MUSE now routes each call turn through a conversation controller before using a model. The controller classifies intents such as onboarding, overview, current section, next section, list actions, design critique, accessibility review, revision comparison, v0 prompt generation, preference memory, and session end.

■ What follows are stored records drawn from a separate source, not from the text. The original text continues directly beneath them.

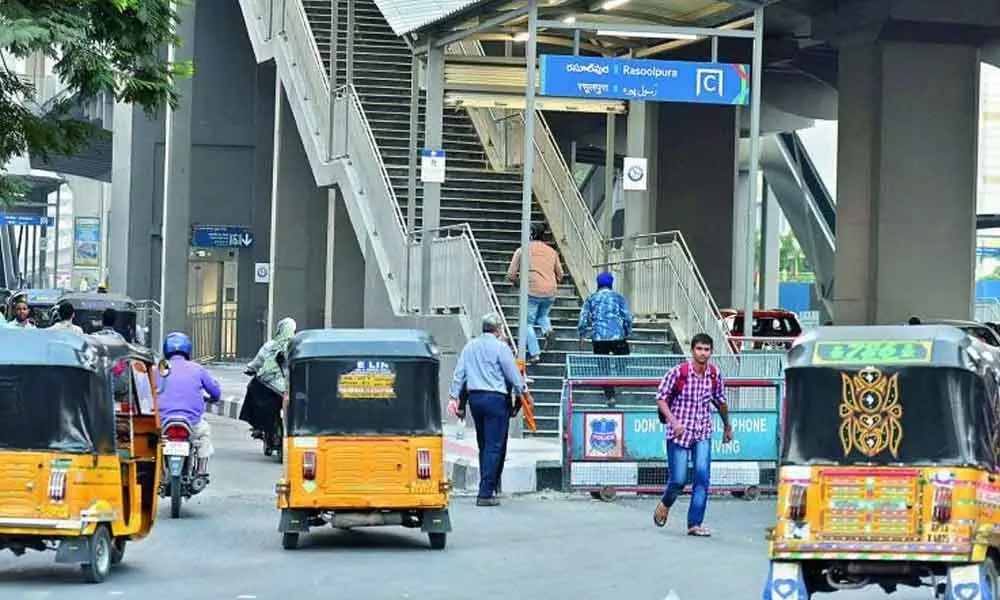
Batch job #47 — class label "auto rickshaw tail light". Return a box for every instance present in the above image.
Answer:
[417,448,431,479]
[49,469,67,502]
[302,452,316,481]
[788,484,809,521]
[933,485,952,523]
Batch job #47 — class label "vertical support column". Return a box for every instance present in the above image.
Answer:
[601,112,617,270]
[403,53,423,313]
[517,0,538,364]
[420,40,444,315]
[758,178,781,308]
[160,0,195,334]
[743,7,764,349]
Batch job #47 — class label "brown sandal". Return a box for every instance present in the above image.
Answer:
[653,502,670,527]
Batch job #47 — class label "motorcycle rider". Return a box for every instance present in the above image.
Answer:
[156,331,222,476]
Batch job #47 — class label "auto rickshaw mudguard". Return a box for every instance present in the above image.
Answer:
[762,561,809,600]
[420,508,451,533]
[278,508,309,533]
[56,526,96,564]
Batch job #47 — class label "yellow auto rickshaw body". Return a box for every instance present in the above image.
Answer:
[764,325,1000,600]
[0,328,160,582]
[276,329,451,549]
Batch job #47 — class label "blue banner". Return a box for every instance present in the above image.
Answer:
[539,54,750,105]
[572,409,778,461]
[191,225,254,248]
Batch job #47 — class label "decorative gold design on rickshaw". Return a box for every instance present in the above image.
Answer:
[839,367,903,458]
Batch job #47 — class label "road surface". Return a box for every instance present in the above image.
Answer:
[0,416,930,600]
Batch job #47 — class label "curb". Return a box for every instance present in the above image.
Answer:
[205,396,553,494]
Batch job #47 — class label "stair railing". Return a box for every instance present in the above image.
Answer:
[449,39,725,343]
[262,0,509,334]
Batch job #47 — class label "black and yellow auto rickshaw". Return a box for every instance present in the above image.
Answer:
[763,325,1000,600]
[275,329,451,550]
[59,292,137,343]
[7,288,66,328]
[0,328,160,583]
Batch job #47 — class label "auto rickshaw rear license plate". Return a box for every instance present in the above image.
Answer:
[163,442,191,456]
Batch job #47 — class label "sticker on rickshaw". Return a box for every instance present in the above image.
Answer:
[813,340,934,365]
[337,360,396,400]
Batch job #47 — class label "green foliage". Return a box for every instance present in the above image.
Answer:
[0,0,193,202]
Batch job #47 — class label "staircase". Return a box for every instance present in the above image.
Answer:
[303,0,676,435]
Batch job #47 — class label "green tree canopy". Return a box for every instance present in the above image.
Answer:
[0,0,192,201]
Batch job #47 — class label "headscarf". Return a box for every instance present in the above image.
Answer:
[247,317,297,394]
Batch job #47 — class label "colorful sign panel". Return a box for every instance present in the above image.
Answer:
[573,408,778,461]
[539,54,750,105]
[813,340,934,365]
[73,217,101,268]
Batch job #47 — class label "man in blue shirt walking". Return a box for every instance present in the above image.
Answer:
[448,313,525,506]
[577,271,632,406]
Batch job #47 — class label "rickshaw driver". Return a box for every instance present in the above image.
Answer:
[156,331,222,476]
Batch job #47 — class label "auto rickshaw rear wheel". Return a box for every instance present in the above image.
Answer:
[281,531,299,550]
[427,533,448,550]
[80,523,112,583]
[111,538,128,565]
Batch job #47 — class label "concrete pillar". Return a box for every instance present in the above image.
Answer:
[834,41,979,324]
[160,1,195,334]
[420,46,447,315]
[324,188,366,327]
[757,180,781,308]
[651,103,738,305]
[267,85,329,337]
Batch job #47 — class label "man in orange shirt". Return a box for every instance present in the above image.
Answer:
[507,223,563,364]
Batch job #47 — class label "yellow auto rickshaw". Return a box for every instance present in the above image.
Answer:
[0,328,160,583]
[763,325,1000,600]
[275,329,451,550]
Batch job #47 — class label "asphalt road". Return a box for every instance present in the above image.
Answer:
[0,418,930,600]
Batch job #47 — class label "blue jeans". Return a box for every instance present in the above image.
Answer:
[525,296,556,356]
[661,439,712,529]
[469,390,510,499]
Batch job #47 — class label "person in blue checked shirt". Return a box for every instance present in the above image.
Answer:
[448,313,526,506]
[576,271,632,406]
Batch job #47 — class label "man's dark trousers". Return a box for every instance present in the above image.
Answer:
[469,390,510,499]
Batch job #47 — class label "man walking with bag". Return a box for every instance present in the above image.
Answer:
[653,333,733,537]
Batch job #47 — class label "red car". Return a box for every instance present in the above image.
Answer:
[719,308,802,352]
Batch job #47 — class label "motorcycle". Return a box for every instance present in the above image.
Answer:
[160,398,218,519]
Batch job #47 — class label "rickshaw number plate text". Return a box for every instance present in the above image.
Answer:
[813,340,934,365]
[163,442,191,456]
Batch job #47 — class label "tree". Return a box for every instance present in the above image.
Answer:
[0,0,193,201]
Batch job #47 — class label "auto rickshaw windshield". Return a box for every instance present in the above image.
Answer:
[0,365,115,454]
[781,365,1000,467]
[287,358,442,436]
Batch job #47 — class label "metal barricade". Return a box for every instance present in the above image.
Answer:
[560,353,785,500]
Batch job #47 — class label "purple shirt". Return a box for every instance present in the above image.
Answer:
[656,361,726,448]
[156,356,222,426]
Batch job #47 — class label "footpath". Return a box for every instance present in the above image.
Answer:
[208,363,562,494]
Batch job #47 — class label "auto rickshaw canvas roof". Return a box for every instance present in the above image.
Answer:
[288,329,438,361]
[60,292,135,310]
[788,325,996,369]
[0,327,153,372]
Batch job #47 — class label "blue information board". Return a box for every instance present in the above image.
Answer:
[0,214,55,227]
[572,409,778,462]
[191,225,254,248]
[539,54,750,105]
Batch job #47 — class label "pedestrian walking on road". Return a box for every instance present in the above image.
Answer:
[653,333,733,537]
[507,223,563,364]
[576,271,632,406]
[448,313,526,506]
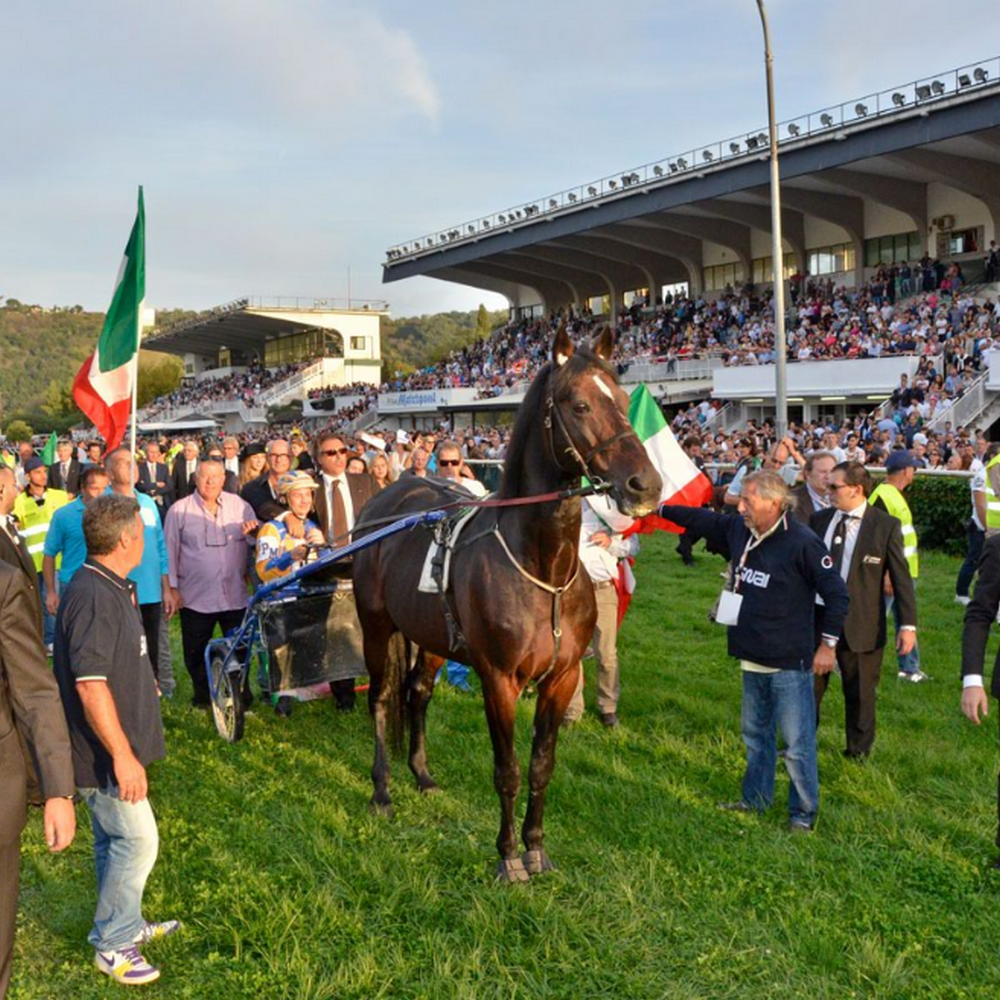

  • Deterministic PageMap intents answer without model calls and use mapped page title, section labels, nearby sections, actions, warnings, and the current goal.
  • Call start greets once, then either asks for missing UI input or orients the user to the mapped page.
  • Onboarding stores a heard name as pending first and asks for confirmation before saving it permanently.
  • Preference memory only stores explicit user statements, such as preferring clean minimal layouts or prioritizing screen-reader clarity.
  • Screenshot-only conversations stay graceful: MUSE explains the limitation and asks for URL/code instead of pretending to visually inspect the screenshot.

Local Setup

npm install
cp .env.example .env.local
npm run dev

Open http://localhost:3000.

Environment Variables

Required for AI review and voice transcription:

GROQ_API_KEY=

Optional for ElevenLabs read-aloud:

ELEVENLABS_API_KEY=
ELEVENLABS_VOICE_ID=
DEFAULT_TTS_PROVIDER=elevenlabs

Optional for AWS Polly and DynamoDB:

AWS_REGION=
AWS_ACCESS_KEY_ID=
AWS_SECRET_ACCESS_KEY=
AWS_POLLY_VOICE_ID=
AWS_DYNAMODB_TABLE=

Optional for LiveKit realtime voice:

LIVEKIT_URL=
LIVEKIT_API_KEY=
LIVEKIT_API_SECRET=
MUSE_APP_URL=http://localhost:3000

DynamoDB Storage

To persist completed reviews, comparisons, companion profile, and compact memory server-side, create a DynamoDB table with:

  • Partition key: pk as string
  • Sort key: sk as string

The same table stores:

  • SESSION#<sessionId> / METADATA for review and comparison sessions
  • USER#<userId> / PROFILE for onboarding and preferences
  • USER#<userId> / MEMORY#ACTIVE for compact conversational memory
  • USER#<userId> / CALL#<callId>#TURN#... for recent call turns

IAM actions needed for the hackathon app:

  • DynamoDB: PutItem, GetItem, UpdateItem, Query
  • Polly: SynthesizeSpeech

When DynamoDB is not configured or a save fails, MUSE still returns the review and stores local fallback data in this browser under muse.localSessions, muse.profile, and muse.memory.

LiveKit Realtime Voice

MUSE can upgrade from browser-recorded turns to LiveKit Cloud realtime transport when LIVEKIT_URL, LIVEKIT_API_KEY, and LIVEKIT_API_SECRET are configured. The Next.js app remains the source of truth: it mints short-lived room tokens at POST /api/livekit/token, stores profile/memory through DynamoDB, maps pages through PageMap, and routes turns through /api/conversation.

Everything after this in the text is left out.